Pero el crecimiento de las ciudades está lejos de borrar las diferencias entre quienes las habitan. Los contrastes sociales son profundos y dejan su impronta en la forma urbana. Una de sus manifestaciones más evidentes aparece en la proliferación de las urbanizaciones cerradas. En la región, estas urbanizaciones son hogar para 10 millones de habitantes, poniendo en evidencia una crisis de gobernabilidad presente y de sustentabilidad futura.

El diseño, el uso, y el discurso de los promotores privados de las urbanizaciones cerradas varían poco entre ciudades o países. Las diferencias solo se tornan evidentes cuando ponemos estas transformaciones urbanas en  el contexto histórico nacional. Por ejemplo, los suburbios de Estados Unidos, cuya semántica es repetida en Latinoamérica,  crecieron al ritmo de la red de carreteras y del acceso al crédito hipotecario. Sin embargo, carreteras y créditos siguen siendo escasos en Latinoamérica; donde las periferias urbanas suelen carecer de servicios y acomodar a quienes no pueden acceder a una vivienda en la ciudad. En este contexto, y como modo de atraer a sectores de mayores ingresos a la periferia, surgen con fuerza las urbanizaciones cerradas.
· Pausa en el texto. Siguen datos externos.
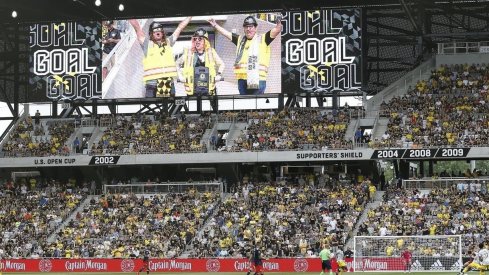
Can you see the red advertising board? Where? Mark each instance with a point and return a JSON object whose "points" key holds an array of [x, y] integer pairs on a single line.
{"points": [[179, 265]]}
Pero las urbanizaciones cerradas no hubiesen prosperado sin el apoyo del sector público. Por ejemplo en el caso de Buenos Aires, la interrupción de la política nacional de fomento de la  industria en la ciudad impulsó que los municipios pobres de la periferia buscasen modos alternativos para agilizar su economía. La rezonificación del uso de suelo de industrial a residencial, junto con la flexibilización de los permisos de construcción, fueron un magneto que estos municipios utilizaron para atraer inversiones privadas a grandes extensiones de tierras que carecían de servicios municipales. La proliferación de barrios cerrados en municipios pobres fue una de las consecuencias de esta estrategia. A su vez, estos nuevos usos del suelo profundizaron  los contrastes sociales en las periferias urbanas, al mismo tiempo que los contrastes entre el centro tradicional y las periferias disminuían.

Hoy por hoy, una geografía densa y discontinua caracteriza las grandes ciudades latinoamericanas; donde la  interacción de procesos globales y nacionales explica la forma urbana. Entender la historia institucional y económica detrás de estas transformaciones es fundamental para extraer lecciones útiles sobre nuestras ciudades.